10 to Midnight (1983) – Review

Where to watch 10 to Midnight

2 1/2 Stars

10 to Midnight might be more infamous than memorable, this due to a rather scathing review that noted film critic Roger Ebert spew on his widely seen program and in print. Ebert wrote, “This is a scummy little sewer of a movie, a cesspool.. The people who made 10 to Midnight have every right to be ashamed of themselves — and that includes Charles Bronson, whose name on the marquee is the only reason anybody would come to see it.” Wow.

Charlie Bronson is back in another violent thriller, in which he yet again plays a police officer protecting his loved ones from the vile scum of the streets.
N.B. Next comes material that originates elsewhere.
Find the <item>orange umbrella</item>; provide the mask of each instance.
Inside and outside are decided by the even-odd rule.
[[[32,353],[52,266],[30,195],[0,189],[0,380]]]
However, instead of the roaming marauders of thugs that made up the landscape of the Death Wish flicks, 10 to Midnight focuses on the murderous rampage of a serial killer who is stalking beautiful women across the city. Warren Stacey (Gene Davis) is an absolute maniac with a number of brutal slayings under his belt, the crimes are committed without remorse and while Stacey is in the nude. This film is severely hampered by a pre-dating of DNA admissible evidence.

Leo Kessler (Bronson) is a weary streetwise detective, sick to death of the system’s predilection of siding with the human rights of criminals and letting free homicidal maniacs like Stacey. Kessler apprehends Stacey but plants fake evidence in the process, a desperate act to keep this killer behind bars. The unwise move ends up costing Kessler his job in a very public and embarrassing firing.

Now freed Stacey sets his sights on the college aged daughter of Kessler. He begins making sexual phone calls from outside her dormitory, enraged upon hearing the news Kessler becomes a ruthless vigilante and sets out to take down this menace to society.

10 to Midnight shows hints at the kinkier themes that would pop-up in a number of the J. Lee Thompson directed Bronson films. The central villan is just as sadistic as any bad-guy in the Death Wish universe, expect Warren Stacey is a good-looking kid who catches women unaware, it has obviously been modeled after the Ted Bundy killings. Andrew Stevens, who would go on to conquer the B-movie market, is a likeable addition to the story as Leo’s new, younger partner with a special soft spot of his bosses’ daughter. Is it as bad a Ebert suggested? I don’t think so. The production values are on the level and Bronson is laid-back but not lethargic (as in his next few movies), 10 to Midnight is arguably the most polished of the Thompson/Cannon films era.